Mi sono sempre chiesto quali demoni notturni e meridiani possano agitarsi nella mente dei massimi responsabili di tale situazione drammatica: il terrore della perdita personale della potere e della libertà? La consapevolezza che i Siciliani hanno presentato storicamente soglie molto alte di tolleranza alla schiavitù morale e materiale? Il possesso di informazioni con cui ricattare ogni genere di nemico? Il poter fare affidamento su protezioni al vertice di piramidi inquietanti della vita nazionale e internazionale? L’avere creato una rete sotterranea di protezioni attraverso le risorse dilapidate proprio a tale scopo?

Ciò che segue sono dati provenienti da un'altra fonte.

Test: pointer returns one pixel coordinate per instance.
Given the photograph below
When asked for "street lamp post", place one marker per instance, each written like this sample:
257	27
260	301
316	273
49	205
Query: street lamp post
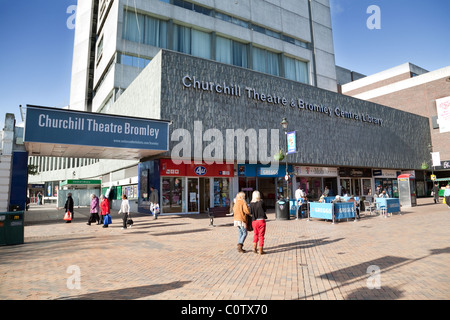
284	123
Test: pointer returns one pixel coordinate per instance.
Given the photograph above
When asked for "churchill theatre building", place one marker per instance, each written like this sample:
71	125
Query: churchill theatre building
226	74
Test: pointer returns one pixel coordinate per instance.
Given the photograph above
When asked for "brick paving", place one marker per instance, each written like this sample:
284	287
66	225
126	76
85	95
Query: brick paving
182	257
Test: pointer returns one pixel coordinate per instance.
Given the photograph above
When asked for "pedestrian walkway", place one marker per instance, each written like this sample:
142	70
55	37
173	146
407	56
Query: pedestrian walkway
177	257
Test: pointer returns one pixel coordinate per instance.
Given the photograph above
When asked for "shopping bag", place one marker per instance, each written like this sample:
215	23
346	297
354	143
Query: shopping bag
154	208
107	219
68	216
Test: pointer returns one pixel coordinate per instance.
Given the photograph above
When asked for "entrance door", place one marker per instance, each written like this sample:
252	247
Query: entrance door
346	186
356	190
193	195
204	194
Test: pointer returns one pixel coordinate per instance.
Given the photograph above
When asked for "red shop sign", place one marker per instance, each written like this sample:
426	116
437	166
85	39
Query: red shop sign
210	170
168	168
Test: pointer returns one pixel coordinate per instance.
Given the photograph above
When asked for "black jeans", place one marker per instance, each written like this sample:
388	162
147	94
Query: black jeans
93	218
124	219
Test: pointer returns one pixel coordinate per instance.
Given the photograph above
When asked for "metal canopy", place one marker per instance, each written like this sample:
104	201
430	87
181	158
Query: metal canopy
75	134
77	151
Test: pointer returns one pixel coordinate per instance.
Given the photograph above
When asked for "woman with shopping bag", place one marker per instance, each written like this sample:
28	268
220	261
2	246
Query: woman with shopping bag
104	211
68	216
125	209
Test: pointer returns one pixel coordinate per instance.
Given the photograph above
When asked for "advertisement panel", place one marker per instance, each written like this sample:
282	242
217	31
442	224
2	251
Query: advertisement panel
65	127
443	111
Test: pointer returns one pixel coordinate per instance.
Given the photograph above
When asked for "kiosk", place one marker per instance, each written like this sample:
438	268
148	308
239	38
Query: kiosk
407	190
332	211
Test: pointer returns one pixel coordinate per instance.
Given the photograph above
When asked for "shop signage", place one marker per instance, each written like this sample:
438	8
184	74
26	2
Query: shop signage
355	172
315	171
254	170
385	173
50	125
444	165
291	142
443	111
234	90
168	168
81	182
200	171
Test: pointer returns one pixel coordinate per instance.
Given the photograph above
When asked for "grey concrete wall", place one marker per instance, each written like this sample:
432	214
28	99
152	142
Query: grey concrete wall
400	142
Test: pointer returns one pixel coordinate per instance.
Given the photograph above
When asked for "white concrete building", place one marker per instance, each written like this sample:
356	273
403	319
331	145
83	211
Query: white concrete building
115	40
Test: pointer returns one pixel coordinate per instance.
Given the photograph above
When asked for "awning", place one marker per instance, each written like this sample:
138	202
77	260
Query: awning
68	133
81	182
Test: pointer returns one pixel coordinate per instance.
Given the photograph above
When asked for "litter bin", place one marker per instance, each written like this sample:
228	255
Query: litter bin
282	209
11	228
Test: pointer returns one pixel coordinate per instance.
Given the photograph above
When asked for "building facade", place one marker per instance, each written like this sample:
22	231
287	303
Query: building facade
225	74
413	89
116	39
225	115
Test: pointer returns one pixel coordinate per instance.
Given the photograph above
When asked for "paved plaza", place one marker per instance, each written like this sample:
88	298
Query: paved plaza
175	257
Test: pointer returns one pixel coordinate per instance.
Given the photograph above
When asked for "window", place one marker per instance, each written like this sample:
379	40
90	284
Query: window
100	49
191	41
201	44
266	61
133	61
144	29
133	26
155	32
231	52
181	39
296	70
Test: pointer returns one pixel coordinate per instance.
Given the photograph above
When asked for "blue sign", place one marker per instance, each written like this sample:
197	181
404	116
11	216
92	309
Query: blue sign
291	142
200	171
49	125
344	210
321	210
390	204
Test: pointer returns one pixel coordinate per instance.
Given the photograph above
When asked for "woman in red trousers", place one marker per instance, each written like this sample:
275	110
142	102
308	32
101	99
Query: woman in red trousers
258	213
104	210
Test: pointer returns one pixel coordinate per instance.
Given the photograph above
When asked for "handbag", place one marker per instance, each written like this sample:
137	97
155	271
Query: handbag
68	216
107	219
249	221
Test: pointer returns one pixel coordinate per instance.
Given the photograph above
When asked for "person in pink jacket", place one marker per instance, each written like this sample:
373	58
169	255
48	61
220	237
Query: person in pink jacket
104	210
94	210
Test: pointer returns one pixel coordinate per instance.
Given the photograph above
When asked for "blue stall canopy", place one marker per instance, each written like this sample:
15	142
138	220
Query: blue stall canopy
68	133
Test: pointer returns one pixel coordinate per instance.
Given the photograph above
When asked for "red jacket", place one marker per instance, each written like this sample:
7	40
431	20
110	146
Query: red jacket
104	207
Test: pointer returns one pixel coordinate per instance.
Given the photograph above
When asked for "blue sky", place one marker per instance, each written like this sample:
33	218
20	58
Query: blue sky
36	44
416	31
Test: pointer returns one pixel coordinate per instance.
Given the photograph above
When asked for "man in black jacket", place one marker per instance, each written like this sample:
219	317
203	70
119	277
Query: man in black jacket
69	206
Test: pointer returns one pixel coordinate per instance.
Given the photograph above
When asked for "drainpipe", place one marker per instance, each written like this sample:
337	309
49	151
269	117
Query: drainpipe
313	49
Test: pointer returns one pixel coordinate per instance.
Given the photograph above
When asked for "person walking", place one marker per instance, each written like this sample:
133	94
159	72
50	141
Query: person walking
125	209
258	213
356	204
94	210
104	210
241	215
436	193
447	195
154	199
69	206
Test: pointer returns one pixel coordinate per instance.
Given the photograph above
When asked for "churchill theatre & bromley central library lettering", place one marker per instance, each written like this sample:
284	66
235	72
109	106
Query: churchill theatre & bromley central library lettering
234	90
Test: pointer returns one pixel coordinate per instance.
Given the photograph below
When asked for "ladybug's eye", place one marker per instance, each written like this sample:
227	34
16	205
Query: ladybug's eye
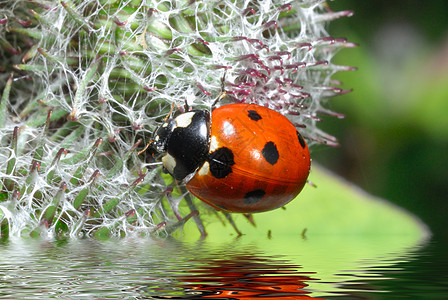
162	135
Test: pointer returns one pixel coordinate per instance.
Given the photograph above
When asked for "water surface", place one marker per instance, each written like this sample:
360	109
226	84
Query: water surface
235	268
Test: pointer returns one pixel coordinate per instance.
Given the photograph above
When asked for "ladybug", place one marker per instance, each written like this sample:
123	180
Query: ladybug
241	157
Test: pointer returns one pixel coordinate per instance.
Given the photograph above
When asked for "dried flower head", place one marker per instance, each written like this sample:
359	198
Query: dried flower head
87	81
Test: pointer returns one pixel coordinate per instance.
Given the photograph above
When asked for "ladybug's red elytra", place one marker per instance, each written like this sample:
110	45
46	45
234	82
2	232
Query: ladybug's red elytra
240	158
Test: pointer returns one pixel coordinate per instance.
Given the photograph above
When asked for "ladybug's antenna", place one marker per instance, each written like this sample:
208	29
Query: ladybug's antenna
223	93
169	113
164	120
146	147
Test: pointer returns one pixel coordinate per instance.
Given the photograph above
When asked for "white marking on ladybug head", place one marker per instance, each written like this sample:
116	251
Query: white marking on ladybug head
184	120
214	144
204	170
169	163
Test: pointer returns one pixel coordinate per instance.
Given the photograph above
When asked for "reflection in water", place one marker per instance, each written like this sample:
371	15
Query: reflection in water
243	277
162	269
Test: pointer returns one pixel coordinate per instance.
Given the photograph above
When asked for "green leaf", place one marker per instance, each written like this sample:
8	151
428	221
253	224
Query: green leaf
334	208
326	231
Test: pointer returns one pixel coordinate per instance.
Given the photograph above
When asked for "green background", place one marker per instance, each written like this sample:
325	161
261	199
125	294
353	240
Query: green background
394	139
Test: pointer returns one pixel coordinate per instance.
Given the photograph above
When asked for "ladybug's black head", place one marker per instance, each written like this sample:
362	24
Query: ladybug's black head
184	141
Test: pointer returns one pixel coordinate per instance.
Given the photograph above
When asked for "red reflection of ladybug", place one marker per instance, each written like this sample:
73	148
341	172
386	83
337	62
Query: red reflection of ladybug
243	158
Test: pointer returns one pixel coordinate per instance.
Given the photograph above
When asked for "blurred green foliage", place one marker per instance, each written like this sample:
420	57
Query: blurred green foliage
394	139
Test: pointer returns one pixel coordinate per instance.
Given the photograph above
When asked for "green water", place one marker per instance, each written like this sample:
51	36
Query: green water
231	268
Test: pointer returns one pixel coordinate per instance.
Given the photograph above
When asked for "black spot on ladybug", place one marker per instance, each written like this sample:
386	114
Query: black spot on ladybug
254	196
221	207
301	140
254	115
270	153
221	162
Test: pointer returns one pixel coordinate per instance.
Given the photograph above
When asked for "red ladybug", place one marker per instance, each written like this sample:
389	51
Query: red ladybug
243	158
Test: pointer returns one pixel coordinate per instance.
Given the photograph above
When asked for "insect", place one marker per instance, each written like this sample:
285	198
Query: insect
239	158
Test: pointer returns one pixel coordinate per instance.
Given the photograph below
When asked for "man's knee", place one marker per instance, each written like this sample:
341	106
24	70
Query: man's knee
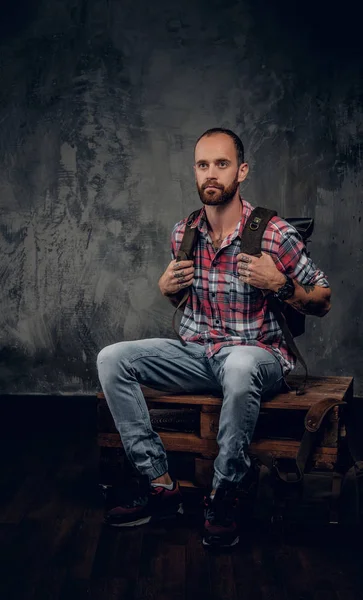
241	365
111	354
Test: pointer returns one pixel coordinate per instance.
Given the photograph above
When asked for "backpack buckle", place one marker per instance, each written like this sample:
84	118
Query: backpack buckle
254	225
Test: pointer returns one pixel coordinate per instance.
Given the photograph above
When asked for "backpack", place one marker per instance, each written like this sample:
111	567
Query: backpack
294	495
291	322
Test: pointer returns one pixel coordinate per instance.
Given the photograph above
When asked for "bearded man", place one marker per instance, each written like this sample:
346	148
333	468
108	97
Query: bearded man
233	347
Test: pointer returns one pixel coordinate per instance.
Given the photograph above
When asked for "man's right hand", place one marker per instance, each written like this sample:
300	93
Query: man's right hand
177	276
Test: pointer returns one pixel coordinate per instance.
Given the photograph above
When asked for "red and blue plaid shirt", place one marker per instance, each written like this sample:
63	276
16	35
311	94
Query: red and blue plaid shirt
222	310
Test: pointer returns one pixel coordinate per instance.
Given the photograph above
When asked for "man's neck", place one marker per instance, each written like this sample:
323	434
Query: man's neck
222	220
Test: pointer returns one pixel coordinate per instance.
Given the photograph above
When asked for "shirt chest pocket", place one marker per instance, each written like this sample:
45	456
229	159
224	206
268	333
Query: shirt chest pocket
244	298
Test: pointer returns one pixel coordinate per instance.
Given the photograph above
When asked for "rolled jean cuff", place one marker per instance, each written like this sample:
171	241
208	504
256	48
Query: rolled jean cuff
157	470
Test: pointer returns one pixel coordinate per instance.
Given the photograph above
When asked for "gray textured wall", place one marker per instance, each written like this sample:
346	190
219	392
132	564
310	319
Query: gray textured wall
101	102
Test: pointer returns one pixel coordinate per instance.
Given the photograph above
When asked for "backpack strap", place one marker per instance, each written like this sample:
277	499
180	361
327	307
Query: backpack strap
313	421
190	237
186	252
251	244
254	229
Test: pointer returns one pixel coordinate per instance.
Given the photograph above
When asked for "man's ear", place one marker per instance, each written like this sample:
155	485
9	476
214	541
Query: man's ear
242	172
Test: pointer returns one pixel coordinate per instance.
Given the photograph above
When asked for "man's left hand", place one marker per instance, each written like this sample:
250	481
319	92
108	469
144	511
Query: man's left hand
261	272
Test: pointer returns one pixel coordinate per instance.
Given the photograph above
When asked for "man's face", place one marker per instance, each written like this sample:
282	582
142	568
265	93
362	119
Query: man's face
216	169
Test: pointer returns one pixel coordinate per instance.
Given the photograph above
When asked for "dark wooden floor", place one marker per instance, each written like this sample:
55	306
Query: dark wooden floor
54	546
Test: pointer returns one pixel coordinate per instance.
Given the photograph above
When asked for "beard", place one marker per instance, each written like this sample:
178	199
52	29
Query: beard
218	197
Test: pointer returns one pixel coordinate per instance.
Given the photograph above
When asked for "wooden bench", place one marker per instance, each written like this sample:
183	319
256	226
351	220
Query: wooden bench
279	430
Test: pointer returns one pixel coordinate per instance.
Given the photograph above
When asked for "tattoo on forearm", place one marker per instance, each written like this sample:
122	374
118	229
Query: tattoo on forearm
308	288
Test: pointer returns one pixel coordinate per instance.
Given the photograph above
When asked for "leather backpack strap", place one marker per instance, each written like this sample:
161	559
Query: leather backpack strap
254	229
313	421
186	252
280	318
251	244
190	237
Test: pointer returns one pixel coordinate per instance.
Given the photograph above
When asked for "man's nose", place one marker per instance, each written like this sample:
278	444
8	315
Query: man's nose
212	172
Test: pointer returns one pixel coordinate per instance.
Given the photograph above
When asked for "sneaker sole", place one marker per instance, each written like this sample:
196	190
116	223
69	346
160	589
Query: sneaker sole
146	520
216	545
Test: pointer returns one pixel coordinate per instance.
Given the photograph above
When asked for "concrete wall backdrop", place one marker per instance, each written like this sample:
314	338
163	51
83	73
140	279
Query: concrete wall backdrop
101	102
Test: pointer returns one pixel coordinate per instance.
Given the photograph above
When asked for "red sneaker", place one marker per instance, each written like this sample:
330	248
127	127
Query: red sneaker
157	504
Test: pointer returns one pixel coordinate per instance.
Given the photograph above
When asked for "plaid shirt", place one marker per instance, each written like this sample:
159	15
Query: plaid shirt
222	310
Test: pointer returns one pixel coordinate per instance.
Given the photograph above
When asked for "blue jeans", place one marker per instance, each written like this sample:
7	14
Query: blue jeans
240	374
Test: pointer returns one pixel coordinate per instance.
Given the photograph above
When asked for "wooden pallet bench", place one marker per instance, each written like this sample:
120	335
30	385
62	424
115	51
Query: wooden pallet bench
278	433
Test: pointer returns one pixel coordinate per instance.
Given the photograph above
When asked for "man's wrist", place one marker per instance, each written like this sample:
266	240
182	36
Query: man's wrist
278	282
286	291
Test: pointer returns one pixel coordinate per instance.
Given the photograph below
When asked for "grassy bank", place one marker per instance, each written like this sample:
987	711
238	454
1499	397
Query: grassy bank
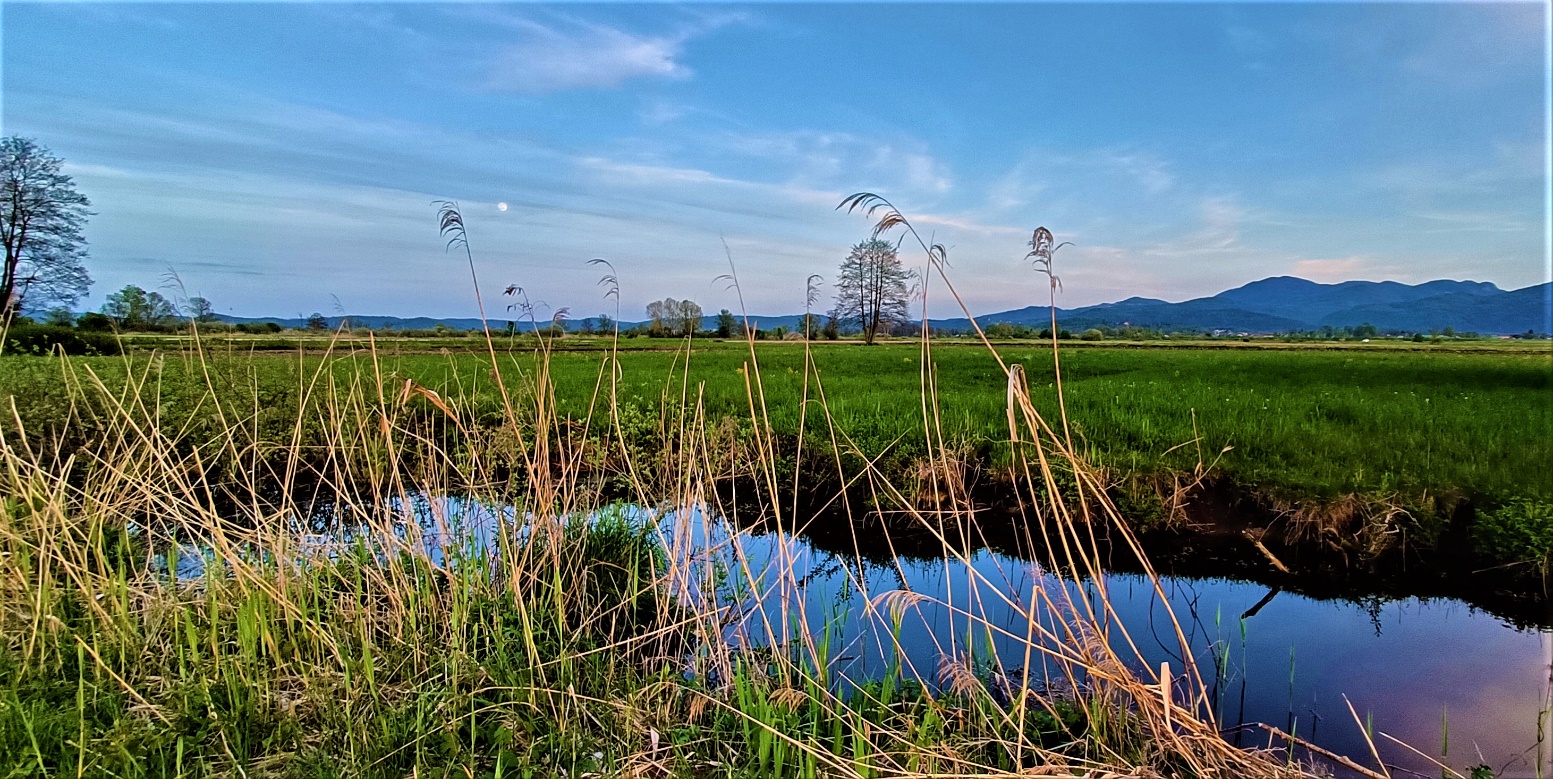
575	641
1308	422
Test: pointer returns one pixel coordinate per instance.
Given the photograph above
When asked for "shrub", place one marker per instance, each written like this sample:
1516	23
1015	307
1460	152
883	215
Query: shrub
44	339
1521	531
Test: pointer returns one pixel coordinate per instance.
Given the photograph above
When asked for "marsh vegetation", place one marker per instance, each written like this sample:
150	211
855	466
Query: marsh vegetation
528	559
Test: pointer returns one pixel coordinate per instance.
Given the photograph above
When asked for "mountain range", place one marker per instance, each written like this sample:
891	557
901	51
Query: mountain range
1289	304
1268	306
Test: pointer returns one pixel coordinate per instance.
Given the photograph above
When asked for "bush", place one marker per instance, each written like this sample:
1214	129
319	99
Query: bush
1521	531
44	339
258	328
93	321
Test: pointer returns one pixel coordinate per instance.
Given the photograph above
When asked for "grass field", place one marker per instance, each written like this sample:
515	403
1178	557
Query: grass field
1314	422
576	643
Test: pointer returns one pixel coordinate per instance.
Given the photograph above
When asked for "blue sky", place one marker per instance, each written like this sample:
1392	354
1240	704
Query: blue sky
281	157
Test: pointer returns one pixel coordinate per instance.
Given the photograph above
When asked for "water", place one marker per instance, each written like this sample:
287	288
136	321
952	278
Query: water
1454	682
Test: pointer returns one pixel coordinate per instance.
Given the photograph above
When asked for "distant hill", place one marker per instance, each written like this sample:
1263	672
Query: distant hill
1272	304
1288	304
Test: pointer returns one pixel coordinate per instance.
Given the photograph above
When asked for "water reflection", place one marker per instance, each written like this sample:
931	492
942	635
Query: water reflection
1454	682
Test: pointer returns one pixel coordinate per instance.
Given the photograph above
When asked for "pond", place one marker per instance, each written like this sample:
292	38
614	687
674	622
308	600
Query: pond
1454	682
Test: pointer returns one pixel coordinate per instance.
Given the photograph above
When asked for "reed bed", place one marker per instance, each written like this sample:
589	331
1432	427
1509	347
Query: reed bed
399	587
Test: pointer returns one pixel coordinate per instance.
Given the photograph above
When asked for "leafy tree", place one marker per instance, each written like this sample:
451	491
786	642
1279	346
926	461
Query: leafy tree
201	311
656	315
41	221
833	329
872	289
135	309
674	317
809	326
93	321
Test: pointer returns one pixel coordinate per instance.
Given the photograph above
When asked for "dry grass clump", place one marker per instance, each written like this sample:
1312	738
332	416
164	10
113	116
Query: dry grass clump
387	604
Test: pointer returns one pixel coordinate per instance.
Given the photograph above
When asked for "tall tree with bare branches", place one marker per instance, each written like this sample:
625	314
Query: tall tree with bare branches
41	221
872	289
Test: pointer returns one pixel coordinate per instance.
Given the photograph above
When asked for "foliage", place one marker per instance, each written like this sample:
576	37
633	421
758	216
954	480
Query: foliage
41	225
201	309
135	309
674	317
1519	531
872	289
45	339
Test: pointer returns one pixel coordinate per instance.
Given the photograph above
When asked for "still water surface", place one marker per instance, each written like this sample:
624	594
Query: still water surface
1455	683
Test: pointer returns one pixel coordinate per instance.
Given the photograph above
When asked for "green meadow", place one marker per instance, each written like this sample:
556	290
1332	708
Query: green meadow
1311	422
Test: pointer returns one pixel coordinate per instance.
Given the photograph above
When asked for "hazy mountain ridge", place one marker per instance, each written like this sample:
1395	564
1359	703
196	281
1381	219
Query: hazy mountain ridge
1272	304
1288	304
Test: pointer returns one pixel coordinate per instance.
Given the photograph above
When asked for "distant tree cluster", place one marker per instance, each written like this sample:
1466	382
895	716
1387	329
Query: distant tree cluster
873	289
673	317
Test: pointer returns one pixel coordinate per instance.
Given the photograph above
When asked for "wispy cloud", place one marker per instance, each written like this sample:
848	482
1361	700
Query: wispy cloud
575	55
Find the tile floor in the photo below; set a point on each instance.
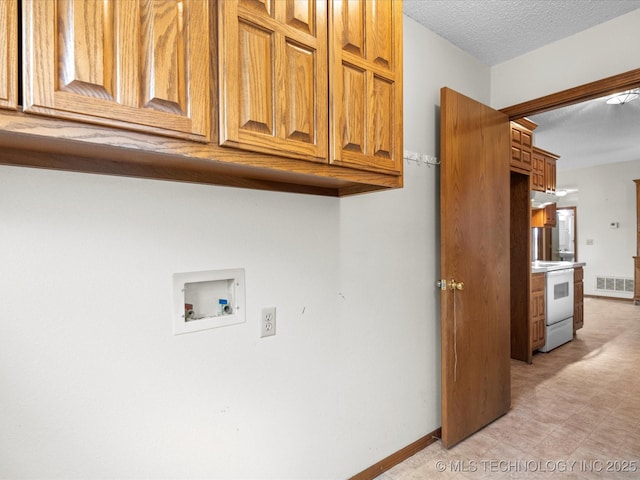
(575, 412)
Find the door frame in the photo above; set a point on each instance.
(571, 96)
(589, 91)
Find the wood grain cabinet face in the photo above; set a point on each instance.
(538, 315)
(537, 172)
(521, 148)
(135, 64)
(273, 76)
(9, 54)
(365, 75)
(550, 174)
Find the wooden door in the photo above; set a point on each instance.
(9, 54)
(538, 312)
(365, 81)
(474, 208)
(273, 77)
(133, 64)
(550, 174)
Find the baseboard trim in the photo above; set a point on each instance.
(398, 457)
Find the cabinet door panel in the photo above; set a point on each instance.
(301, 16)
(8, 54)
(353, 102)
(273, 77)
(164, 46)
(299, 94)
(134, 64)
(366, 107)
(256, 78)
(382, 122)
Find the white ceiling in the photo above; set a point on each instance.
(494, 31)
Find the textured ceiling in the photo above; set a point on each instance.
(590, 133)
(494, 31)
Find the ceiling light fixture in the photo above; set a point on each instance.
(624, 97)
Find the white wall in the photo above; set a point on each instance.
(605, 194)
(94, 384)
(585, 57)
(599, 52)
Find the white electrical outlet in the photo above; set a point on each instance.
(268, 321)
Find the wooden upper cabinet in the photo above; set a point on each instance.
(273, 76)
(9, 54)
(522, 145)
(135, 64)
(365, 83)
(537, 171)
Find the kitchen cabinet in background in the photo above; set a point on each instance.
(543, 171)
(135, 65)
(538, 313)
(522, 145)
(9, 54)
(578, 298)
(550, 173)
(290, 87)
(537, 171)
(544, 217)
(137, 88)
(636, 259)
(365, 85)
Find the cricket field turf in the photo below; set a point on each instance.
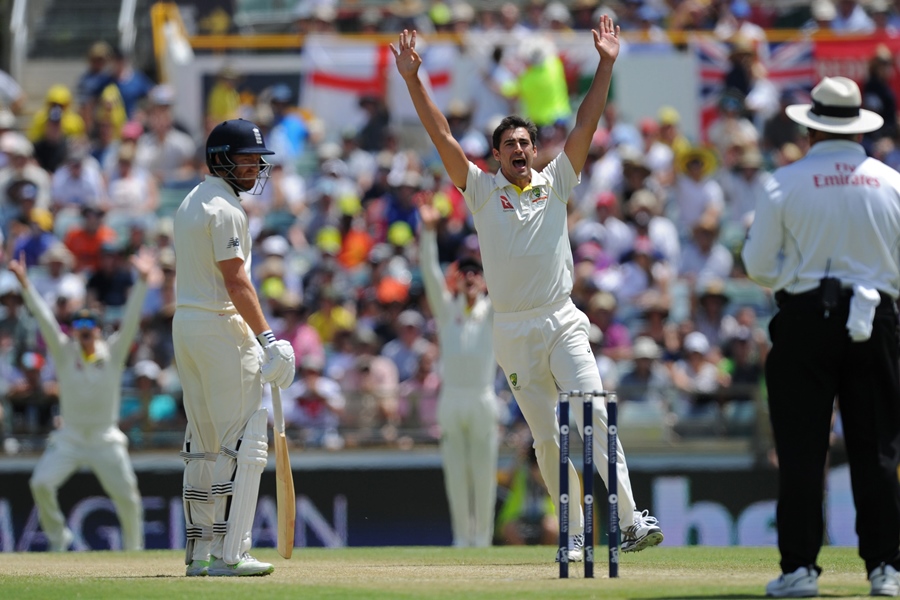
(426, 572)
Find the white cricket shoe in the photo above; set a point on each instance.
(246, 567)
(644, 533)
(197, 568)
(802, 583)
(576, 548)
(885, 581)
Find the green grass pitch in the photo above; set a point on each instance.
(425, 572)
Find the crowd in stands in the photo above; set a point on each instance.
(656, 227)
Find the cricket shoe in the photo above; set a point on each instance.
(576, 548)
(802, 583)
(246, 567)
(645, 532)
(197, 568)
(885, 581)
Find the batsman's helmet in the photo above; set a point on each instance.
(232, 137)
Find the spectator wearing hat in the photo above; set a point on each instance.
(709, 316)
(331, 315)
(33, 236)
(86, 239)
(79, 182)
(20, 166)
(92, 80)
(741, 186)
(223, 102)
(51, 149)
(108, 285)
(58, 96)
(163, 150)
(648, 381)
(642, 269)
(467, 405)
(16, 324)
(11, 94)
(696, 192)
(294, 328)
(601, 311)
(703, 257)
(778, 129)
(89, 370)
(731, 126)
(56, 281)
(133, 191)
(289, 133)
(670, 133)
(145, 407)
(313, 406)
(657, 155)
(405, 348)
(32, 396)
(646, 220)
(541, 88)
(132, 84)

Forse non una, ma molte di queste ragioni mantengono ancora, abbastanza saldamente, sugli scranni più alti personaggi la cui sola immagine televisiva suscita repulsione e fa vergognare molti di noi di essere siciliani. Essi si permettono ancora una volta di designare candidati Sindaco delle maggiori città dell’Isola, di dare il proprio appoggio a parvenù della politica che sembrano usciti dalla pagine patinate di Class e di assumere, impunemente, la responsabilità di mantenere la Sicilia in uno stato di subalternità economica, civile e culturale, come mai sperimentato nella sua storia millenaria.
Non è lecito nell’esercizio di alcuna professione e tanto più nella vita politica, che è per definizione dialettica, sollecitare sentimenti di odio verso il concorrente o l’avversario e da ciò il Paese si sta a poco a poco emendando. Resta tuttavia legittimo un risentimento personale e politico, profondo e senza appello, verso personaggi che saranno ricordati in eterno per il male che hanno fatto e continuano a fare ad una terra di cui non sono degni e che prima o poi ne ricoprirà le ceneri. Spiace soltanto che, come nell’antico e saggio Egitto, non sia consentito cancellarne i nomi da atti e monumenti, come se non fossero mai esistiti, quasi ad esorcizzarne in ogni modo la memoria. O forse è meglio così perché il loro cattivo esempio possa fare da monito alle nuove generazioni, se verranno e, se mai saranno, finalmente, tali.